The hidden potential of a promising activity

Last summer, the starting pistol was fired for Non-State Management Forms (FGNE) to take part in foreign trade activities, in an effort to boost the national economy. The numbers show  sustained growth in the access to export and import services by the private sector. Enterprises have sought necessary supplies abroad, in order to ensure the take-off of their businesses.

On June 24, sources from the Ministry of Foreign Trade and Investment (MINCEX) revealed that 3,415 contracts had been signed with FGNEs, of which 150 corresponded to exports, divided into 91 for goods and 59 for services. A month later, on July 21,  MINCEX General Director of Foreign Trade, Vivian Herrera, announced, “This week we reached 3,912 contracts signed with  FGNEs, 172 of them for exports. All provinces are represented.”

Although this news reveals the national scope of the measure and a considerable increase of almost 500 contracts in one month, export values still remain low for what is required by a country that advocates import substitution and maximum local production. We could say that we are on the right track, but how can we know? The export figures remain a mystery.

The potential for exportable goods and services also remains an unknown. Since the presentation of the regulations, in July 2020, with a territorial map that covered all municipalities, nothing more has been made public. This makes it hard to assess the real impact of what could be a growing sector.

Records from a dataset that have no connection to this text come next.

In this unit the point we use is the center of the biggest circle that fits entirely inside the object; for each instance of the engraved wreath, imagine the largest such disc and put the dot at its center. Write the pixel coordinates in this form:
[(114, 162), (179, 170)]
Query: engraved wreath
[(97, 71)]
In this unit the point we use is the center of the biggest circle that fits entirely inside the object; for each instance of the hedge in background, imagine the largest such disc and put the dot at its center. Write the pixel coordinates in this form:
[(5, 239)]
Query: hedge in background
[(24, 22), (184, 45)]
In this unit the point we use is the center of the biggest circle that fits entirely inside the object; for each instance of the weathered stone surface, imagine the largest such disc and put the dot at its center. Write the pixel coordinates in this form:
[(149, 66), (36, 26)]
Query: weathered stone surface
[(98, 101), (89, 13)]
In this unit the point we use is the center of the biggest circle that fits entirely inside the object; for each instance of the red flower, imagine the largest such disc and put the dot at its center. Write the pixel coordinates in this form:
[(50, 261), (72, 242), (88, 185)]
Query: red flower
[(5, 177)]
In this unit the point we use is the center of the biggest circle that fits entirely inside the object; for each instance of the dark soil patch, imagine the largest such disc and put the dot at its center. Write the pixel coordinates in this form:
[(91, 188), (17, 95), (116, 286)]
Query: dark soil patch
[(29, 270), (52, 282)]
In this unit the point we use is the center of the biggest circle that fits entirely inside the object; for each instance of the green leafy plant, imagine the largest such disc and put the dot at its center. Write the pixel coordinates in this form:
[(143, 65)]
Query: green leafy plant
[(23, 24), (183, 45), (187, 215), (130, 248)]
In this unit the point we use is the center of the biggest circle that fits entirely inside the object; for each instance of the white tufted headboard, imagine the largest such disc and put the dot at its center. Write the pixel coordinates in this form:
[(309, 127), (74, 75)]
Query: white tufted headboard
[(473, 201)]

Hence, Sc.D. Juan Triana Cordoví recently emphasized the need for complete information in order to better focus on stimulating those imports that support the strategic priorities of the Cuban development plan, and thus have a greater impact in addressing the most urgent matters. “For example, should we apply specific positive incentives to imports of agricultural implements and supplies, versus buckles for leather belts,” he quipped.

However, it has been reported that since the beginning of April, with the intention of computerizing the entire process and improving Cuba’s insertion in the international market, tests of online procedures of the Foreign Trade Single Window (VUCE) were  carried out. The electronic platform, which is a content management system, allows documenting and online publishing of the different procedures for carrying out foreign trade. Its objective is to facilitate the processing of international purchase and sale operations by Cuban and foreign businesses, according to Granma newspaper.

Its most practical function, once its three-phase implementation is completed, will be to allow those administrating foreign trade to simultaneously manage online the necessary authorizations and payments with the entities in charge of registrations and permits prior to the dispatch of goods.

In previous analyses we shared the idea of how much the possibility of importing and exporting in a personal capacity, without the intervention of the companies established for this purpose, could help to circumvent the U.S. blockade. “I wish it were that way, but  the simple fact that we are Cubans means they block us,” argued Minister of Foreign Trade, Rodrigo Malmierca, in a Mesa Redonda program in 2020.

The excuse for maintaining this inflexible course of action lies in the experience of the mediating entities in this regard. According to the Minister, “nowhere in the world do small companies, or even people who do not yet have an enterprise, do this type of business. They always rely on specialized companies.”

The irony here does not lie in the support that these 41 companies may provide, or in the fact that the trading actor is Cuban, but in the fact that the decision-makers know that “allowing direct contracting would not modify the magnitude of this flow (that of the trading service), it would only eliminate the guarantees of an extraordinary income for the winning enterprises, whose source does not necessarily come from the value they create, but from an artificial market power, administratively granted,” according to economist Oscar Fernandez.

If the general belief of the government is based on the financing of  national industry with the profits generated by these importers, and not on the fact that entrepreneurs and non-state management forms can boost the meager local production of many sectors with their individual and joint actions, then the expected development will not be achieved in the medium term. Hence, the constant calls of the private sector and several experts to free the productive forces.

Exporting is a complex phenomenon that depends on a very proactive regulatory framework, that places state-owned enterprises and FGNEs on an equal footing. Then, with the right ecosystem and a network of institutions that interact properly, a dynamic business sector with high contributions to the national economy could be achieved.